This is an unbiased estimator of the true gradient. We can estimate it from samples without knowing the environment dynamics.

6
Causality: Use Future Rewards Only

A key insight: past rewards cannot be influenced by current actions. We can replace $R(\tau)$ with future reward (reward-to-go):

$$\nabla_\theta J(\theta) = \mathbb{E}_{\tau \sim \pi_\theta}\left[\sum_{t=0}^T \nabla_\theta \log \pi_\theta(a_t \mid s_t) \cdot \sum_{t'=t}^T \gamma^{t'-t} r_{t'}\right]$$

This reduces variance without introducing bias! The term $\sum_{t'=t}^T \gamma^{t'-t} r_{t'}$ is the sample estimate of $Q^{\pi_\theta}(s_t, a_t)$.

7
Final Form: The Policy Gradient Theorem

The complete, general form of the Policy Gradient Theorem (Sutton et al., 2000):

$$\boxed{\nabla_\theta J(\theta) = \mathbb{E}_{\tau \sim \pi_\theta}\left[\sum_{t=0}^{T} \nabla_\theta \log \pi_\theta(a_t \mid s_t) \cdot Q^{\pi_\theta}(s_t, a_t)\right]}$$

This holds for both episodic and continuing tasks. The key components are:

  • $\nabla_\theta \log \pi_\theta(a_t \mid s_t)$ — the score function (how to increase log-prob of $a_t$)
  • $Q^{\pi_\theta}(s_t, a_t)$ — the quality signal (how good was this action?)
✨ Key Insight

The gradient says: move $\theta$ to increase the log-probability of action $a_t$, but scale this increase by how good that action was (its Q-value). High-reward actions get amplified; low-reward actions get suppressed.

§05

REINFORCE Algorithm

REINFORCE (Williams, 1992) is the simplest instantiation of the policy gradient theorem. It estimates $Q^{\pi}(s_t, a_t)$ using Monte Carlo returns—complete trajectory rollouts.

$$\hat{G}_t = \sum_{t'=t}^{T} \gamma^{t'-t} r_{t'} \quad \text{(Monte Carlo return)}$$

The REINFORCE update rule:

$$\theta \leftarrow \theta + \alpha \sum_{t=0}^T \nabla_\theta \log \pi_\theta(a_t \mid s_t) \cdot \hat{G}_t$$
Algorithm: REINFORCE
Initialize policy parameters θ randomly
for episode = 1, 2, 3, ... do
// Collect a full trajectory using current policy
τ = {s₀,a₀,r₀, s₁,a₁,r₁, ..., s_T} ~ π_θ
for t = 0, 1, ..., T do
Ĝ_t = Σ_{t'=t}^{T} γ^{t'−t} r_{t'} // Monte Carlo return
end for
// Gradient ascent on expected return
θ ← θ + α · Σ_t ∇_θ log π_θ(a_t|s_t) · Ĝ_t
end for
⚠ High Variance Problem

REINFORCE is unbiased but suffers from very high variance. Different trajectories starting from the same state can yield vastly different $\hat{G}_t$ values due to stochasticity. This makes learning slow and unstable. The solution: baselines and advantage functions (next section).

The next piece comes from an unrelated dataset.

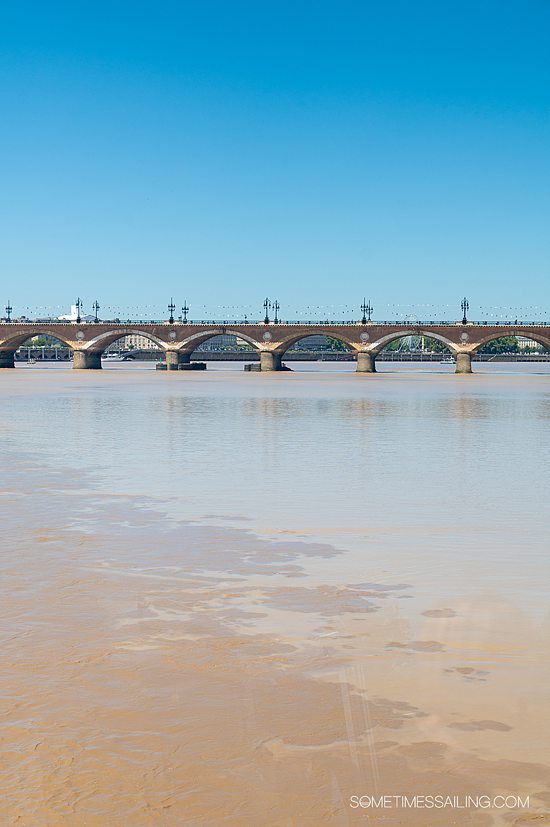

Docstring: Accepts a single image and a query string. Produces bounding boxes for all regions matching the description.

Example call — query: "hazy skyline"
[0,0,550,318]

📐 Score Function / Log-Derivative

The term $\nabla_\theta \log \pi_\theta(a|s)$ is called the score function or log-derivative. For a Gaussian policy: $\nabla_\theta \log \pi_\theta(a|s) = \frac{(a - \mu_\theta(s))}{\sigma^2} \nabla_\theta \mu_\theta(s)$. For a softmax policy: $\nabla_\theta \log \pi_\theta(a|s) = \phi(s,a) - \sum_{a'} \pi_\theta(a'|s) \phi(s,a')$ where $\phi$ is a feature vector.

§06

Variance Reduction

Baselines

A baseline $b(s)$ is any function of the current state (not the action) that we subtract from the return without introducing bias. The modified gradient:

$$\nabla_\theta J(\theta) = \mathbb{E}_{\tau \sim \pi_\theta}\left[\sum_{t=0}^T \nabla_\theta \log \pi_\theta(a_t|s_t) \cdot (Q^{\pi}(s_t,a_t) - b(s_t))\right]$$

Why is this unbiased? Because $\mathbb{E}_{a \sim \pi_\theta}[\nabla_\theta \log \pi_\theta(a|s) \cdot b(s)] = b(s) \cdot \nabla_\theta \sum_a \pi_\theta(a|s) = b(s) \cdot \nabla_\theta 1 = 0$.

✨ Optimal Baseline

The variance-minimizing baseline is $b^*(s) = \frac{\mathbb{E}[\|\nabla_\theta \log \pi\|^2 Q]}{\mathbb{E}[\|\nabla_\theta \log \pi\|^2]}$. In practice, we use the value function $V^\pi(s)$ as a convenient, near-optimal baseline.

The Advantage Function

Using the value function $V^\pi(s_t)$ as baseline gives the advantage function:

$$A^{\pi}(s_t, a_t) = Q^{\pi}(s_t, a_t) - V^{\pi}(s_t)$$

The advantage function A(s,a) measures how much better action a is compared to the average action in state s. Positive advantage = better than average; negative = worse than average. answers the question: "How much better is action $a$ compared to the average action in state $s$?"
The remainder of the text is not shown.